The COVID-19 pandemic has left the nation in shock as government officials take action to limit travel, enforce bar and restaurant closures, and ban large gatherings of people. At a time when we’re all taking precautionary measures towards recovery, most people are feeling the economic effects. This attempt to flatten the curve by limiting the virus from spreading is leaving many Americans without jobs and unable to make ends meet financially.
It’s important to put money away for a rainy day or for unexpected expenses; however, fewer than half put away more than 10% of their monthly income. Even among Americans who do budget, more than half attribute going over their budget to monthly living expenses (e.g. mortgage, rent, utilities or auto loans), with 1 in 4 exceeding their budget primarily on entertainment and luxury items.
There’s no denying that budgeting and keeping track of finances can be hard. With things continuing to change, as we adjust to this new normal, it’s more important than ever before to have a clear plan for how to manage your finances and make the most of your money.
Action Plan: How To Manage Finances Wisely
Regardless of where you are in your financial life, here are a few things you can do to work through the current crisis and set yourself up for better financial success in the future.
Talk with your partner
Have the hard conversation with your partner or family about your overall financial situation. Both partners should have equal access to and equal say over your finances, including logins and passwords to all accounts. The more transparent you can be with one another, the easier it becomes to stay aligned with where funds are being allocated as things continue to unfold. At a time when tension and panic are particularly high, it’s a great initial step to mitigating added strain to an already stressful situation.
Get in the driver’s seat
You are in control of your financial future – nobody can or will do it for you. Although this may feel daunting at first, there are many ways to take a proactive approach in managing your money. Start by assessing your situation: make sure you know how much money is coming in, how much is going out, and how much you have in savings. With a full picture of what you have available, you can prioritize spending more effectively.
Create a budget
Get specific with your budgets. Once you confirm how much money you have coming in and what your monthly expenses are, it’s time to get more specific. Make a list of all the things you need to budget for, then allot a specific money amount to each area. This is a place where technology can help. If your bank and credit union offer personal financial management solutions, it’s time to put them to use. They can show trends over time and help make the budgeting process easier to keep up with, so you can stay on track. Even if you don’t have a digital solution, this same practice can be applied with spreadsheets or pen and paper. Also, as the government provides a stimulus package relief plan, make sure you’re allocating that extra money in the most impacted areas.
Bulk up your savings
Aim to have 3-6 months of expenses in savings. You can do this by saving on things you no longer need to spend on. With social-distancing in effect, you may see some weekly and monthly expenses dropping. For example, maybe you’re finding that you now use less gas, or that your daycare bill has dropped to zero, put as much of that extra money into savings as you can.

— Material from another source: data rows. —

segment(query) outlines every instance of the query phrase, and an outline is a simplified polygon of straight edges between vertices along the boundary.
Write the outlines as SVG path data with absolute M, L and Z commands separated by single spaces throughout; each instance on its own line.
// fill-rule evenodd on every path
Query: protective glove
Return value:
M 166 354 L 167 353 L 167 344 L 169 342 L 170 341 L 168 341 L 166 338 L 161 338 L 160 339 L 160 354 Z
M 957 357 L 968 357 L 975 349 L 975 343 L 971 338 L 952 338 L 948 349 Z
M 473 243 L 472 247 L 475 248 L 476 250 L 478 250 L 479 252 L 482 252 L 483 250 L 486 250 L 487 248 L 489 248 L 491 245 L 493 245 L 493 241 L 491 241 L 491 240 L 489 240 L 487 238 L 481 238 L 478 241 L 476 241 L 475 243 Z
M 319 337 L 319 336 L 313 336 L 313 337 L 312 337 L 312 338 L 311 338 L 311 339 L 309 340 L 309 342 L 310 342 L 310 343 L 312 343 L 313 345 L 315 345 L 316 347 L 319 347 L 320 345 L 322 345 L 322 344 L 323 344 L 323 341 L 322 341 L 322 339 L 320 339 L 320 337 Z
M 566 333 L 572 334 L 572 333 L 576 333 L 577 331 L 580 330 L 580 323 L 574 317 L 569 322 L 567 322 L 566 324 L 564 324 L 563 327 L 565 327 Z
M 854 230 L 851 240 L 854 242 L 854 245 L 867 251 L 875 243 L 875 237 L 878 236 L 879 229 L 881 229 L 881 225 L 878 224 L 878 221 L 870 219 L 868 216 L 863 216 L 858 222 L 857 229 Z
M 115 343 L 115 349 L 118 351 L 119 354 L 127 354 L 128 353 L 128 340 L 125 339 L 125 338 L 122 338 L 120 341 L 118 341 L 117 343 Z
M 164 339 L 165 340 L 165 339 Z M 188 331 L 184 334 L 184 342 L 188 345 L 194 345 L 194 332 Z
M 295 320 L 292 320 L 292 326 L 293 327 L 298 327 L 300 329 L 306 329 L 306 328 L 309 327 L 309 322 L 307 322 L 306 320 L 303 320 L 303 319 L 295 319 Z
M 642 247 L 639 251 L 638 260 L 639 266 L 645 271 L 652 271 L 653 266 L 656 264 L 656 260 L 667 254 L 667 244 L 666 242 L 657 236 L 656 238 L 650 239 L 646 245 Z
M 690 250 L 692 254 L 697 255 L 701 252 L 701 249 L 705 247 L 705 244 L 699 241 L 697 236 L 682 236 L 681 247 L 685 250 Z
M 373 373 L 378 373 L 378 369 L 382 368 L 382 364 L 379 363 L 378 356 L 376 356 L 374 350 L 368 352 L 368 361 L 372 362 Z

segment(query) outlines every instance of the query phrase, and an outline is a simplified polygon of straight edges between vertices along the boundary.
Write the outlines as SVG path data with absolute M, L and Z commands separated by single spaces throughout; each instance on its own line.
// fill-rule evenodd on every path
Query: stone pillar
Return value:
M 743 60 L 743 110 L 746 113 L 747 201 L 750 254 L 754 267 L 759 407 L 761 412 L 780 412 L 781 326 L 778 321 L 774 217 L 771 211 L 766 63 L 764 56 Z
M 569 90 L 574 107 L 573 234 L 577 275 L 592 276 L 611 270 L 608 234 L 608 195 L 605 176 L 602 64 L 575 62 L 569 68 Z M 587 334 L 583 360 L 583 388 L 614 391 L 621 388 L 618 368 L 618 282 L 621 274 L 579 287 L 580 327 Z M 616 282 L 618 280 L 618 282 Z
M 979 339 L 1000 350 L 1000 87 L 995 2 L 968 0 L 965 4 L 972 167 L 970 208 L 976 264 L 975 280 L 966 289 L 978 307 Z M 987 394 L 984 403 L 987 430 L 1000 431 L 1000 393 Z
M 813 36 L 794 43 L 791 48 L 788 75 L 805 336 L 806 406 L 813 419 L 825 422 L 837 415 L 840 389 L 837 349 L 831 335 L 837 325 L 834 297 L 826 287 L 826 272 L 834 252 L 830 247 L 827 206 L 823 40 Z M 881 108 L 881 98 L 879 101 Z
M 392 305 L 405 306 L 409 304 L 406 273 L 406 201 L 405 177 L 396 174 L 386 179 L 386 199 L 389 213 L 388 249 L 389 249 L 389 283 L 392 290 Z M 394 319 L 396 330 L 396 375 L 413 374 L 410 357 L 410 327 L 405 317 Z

Avoid unnecessary expenses
Once you create specific budgets that help you understand exactly where your money is going, and you’ve found ways to reallocate more into savings, it’s time to cut unnecessary expenses. Maybe this is in the form of a subscription that you haven’t used in a while. With subscription tracking software you can easily find which subscriptions you have, so know exactly what you’re paying, and more importantly, where you can save month-over-month. Or, perhaps, it’s a luxury item you’re accustomed to but can do without for a few months. Either way, these recurring expenses can add up fast.
Minimize the cost of debt
Now’s a good time to get out of debt if you can. Interest rates are at a historic low—use that to your advantage. Check in with your bank or credit union about debt consolidation loan options and, if possible, roll everything into a single, low-interest loan.
Use what’s working in your favor. Many organizations from banks and mortgage companies to lenders and utilities are holding off on late fees and/or deferring payments. Check in with each one of your providers to see what they’re offering. This will give you a much clearer picture of how to reallocate that spend and continue to build on your savings.
If possible, help the economy and your community
This is a hard time for everyone, but it’s also a great opportunity to lean in and help where you can. One way of doing this is by shopping locally. If you have available funds, help local businesses that may be struggling during the economic downturn. Another way is by helping your community, whether that’s by giving blood, or supporting regional food banks. Always look to “pay it forward.”